Was sollte man noch betrachten?

Wenn man obigen Vorschlag durchführt und die letzten drei Monate betrachtet, hat man ein erstes, gutes Bild. Dennoch kann es vorkommen, dass entscheidende Buchungen fehlen wie z. B. Versicherungen, die zum Jahresbeginn den Beitrag für das komplette Jahr einziehen.

Daher ran an die Dokumente, alle Verträge durchgehen und diese nach dem gleichen Muster notieren.

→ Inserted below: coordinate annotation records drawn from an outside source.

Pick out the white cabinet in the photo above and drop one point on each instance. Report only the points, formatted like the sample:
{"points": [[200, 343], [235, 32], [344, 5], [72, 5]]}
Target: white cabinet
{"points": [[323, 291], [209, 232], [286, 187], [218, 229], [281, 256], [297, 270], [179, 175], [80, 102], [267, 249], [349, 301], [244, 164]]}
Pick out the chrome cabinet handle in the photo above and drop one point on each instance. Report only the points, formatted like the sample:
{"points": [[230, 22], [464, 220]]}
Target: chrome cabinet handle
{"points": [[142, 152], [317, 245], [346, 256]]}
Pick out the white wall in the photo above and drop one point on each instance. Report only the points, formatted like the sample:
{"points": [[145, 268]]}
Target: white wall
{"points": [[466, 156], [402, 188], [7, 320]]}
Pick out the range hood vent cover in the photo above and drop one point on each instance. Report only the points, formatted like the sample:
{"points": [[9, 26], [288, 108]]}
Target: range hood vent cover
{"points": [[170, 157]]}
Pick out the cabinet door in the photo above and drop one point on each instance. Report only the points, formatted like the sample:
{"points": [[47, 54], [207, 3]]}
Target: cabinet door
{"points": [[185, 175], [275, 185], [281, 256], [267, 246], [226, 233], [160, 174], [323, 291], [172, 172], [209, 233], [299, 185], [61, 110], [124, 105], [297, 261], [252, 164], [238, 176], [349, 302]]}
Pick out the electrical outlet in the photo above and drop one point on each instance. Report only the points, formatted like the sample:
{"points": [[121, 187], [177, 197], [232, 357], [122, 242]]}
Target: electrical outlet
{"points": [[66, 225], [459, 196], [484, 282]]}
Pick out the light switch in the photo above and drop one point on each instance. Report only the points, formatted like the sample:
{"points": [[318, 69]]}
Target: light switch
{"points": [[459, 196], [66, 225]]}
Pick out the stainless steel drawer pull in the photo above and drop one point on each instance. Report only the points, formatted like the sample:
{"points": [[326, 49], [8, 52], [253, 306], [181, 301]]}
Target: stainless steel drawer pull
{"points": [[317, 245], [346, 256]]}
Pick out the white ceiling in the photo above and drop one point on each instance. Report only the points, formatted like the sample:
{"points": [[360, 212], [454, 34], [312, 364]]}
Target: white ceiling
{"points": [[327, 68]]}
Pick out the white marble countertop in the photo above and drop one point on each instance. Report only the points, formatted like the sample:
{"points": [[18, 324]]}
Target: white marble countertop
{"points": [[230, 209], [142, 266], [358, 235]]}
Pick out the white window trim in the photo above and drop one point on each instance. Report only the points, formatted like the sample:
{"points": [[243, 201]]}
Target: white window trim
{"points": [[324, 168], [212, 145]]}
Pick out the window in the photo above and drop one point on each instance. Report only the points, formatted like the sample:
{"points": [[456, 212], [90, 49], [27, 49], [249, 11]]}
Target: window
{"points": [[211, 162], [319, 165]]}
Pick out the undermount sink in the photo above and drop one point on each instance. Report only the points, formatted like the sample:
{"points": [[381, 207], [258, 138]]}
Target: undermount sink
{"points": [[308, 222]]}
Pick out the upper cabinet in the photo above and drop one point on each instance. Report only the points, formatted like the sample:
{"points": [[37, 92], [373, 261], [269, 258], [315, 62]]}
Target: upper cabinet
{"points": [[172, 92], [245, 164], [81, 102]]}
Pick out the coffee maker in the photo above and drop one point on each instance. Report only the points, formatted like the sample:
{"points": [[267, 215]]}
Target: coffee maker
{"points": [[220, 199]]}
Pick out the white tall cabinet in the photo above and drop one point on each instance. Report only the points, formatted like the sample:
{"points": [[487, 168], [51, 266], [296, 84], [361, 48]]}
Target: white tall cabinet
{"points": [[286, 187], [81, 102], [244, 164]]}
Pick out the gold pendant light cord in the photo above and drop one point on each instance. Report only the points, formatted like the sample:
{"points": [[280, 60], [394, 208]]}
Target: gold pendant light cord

Ein Tipp: Es gibt gefühlt so viele Vertragsarten wie es Zahlungsmöglichkeiten gibt, wie bspw. monatliche, quartalsweise, halbjährliche oder jährliche Zahlung. Um einen guten Überblick zu erhalten und weil im ersten Schritt die monatlichen Buchungen durchgeforstet wurden, sollten die hier gefundenen Ausgaben auf „pro Monat“ umgerechnet werden. Nichts ist fataler, als bei einer Aufstellung den jährlichen Beitrag von 600,00 € für die KFZ-Versicherung zu vergessen, weil diese zum 1. des Jahres abgebucht wird. Denn seien wir mal ehrlich: solche Verträge und Zahlungen kommen zum Jahresanfang gefühlt „urplötzlich“ und „unerwartet“, fast wie da alljährliche Weihnachtsfest.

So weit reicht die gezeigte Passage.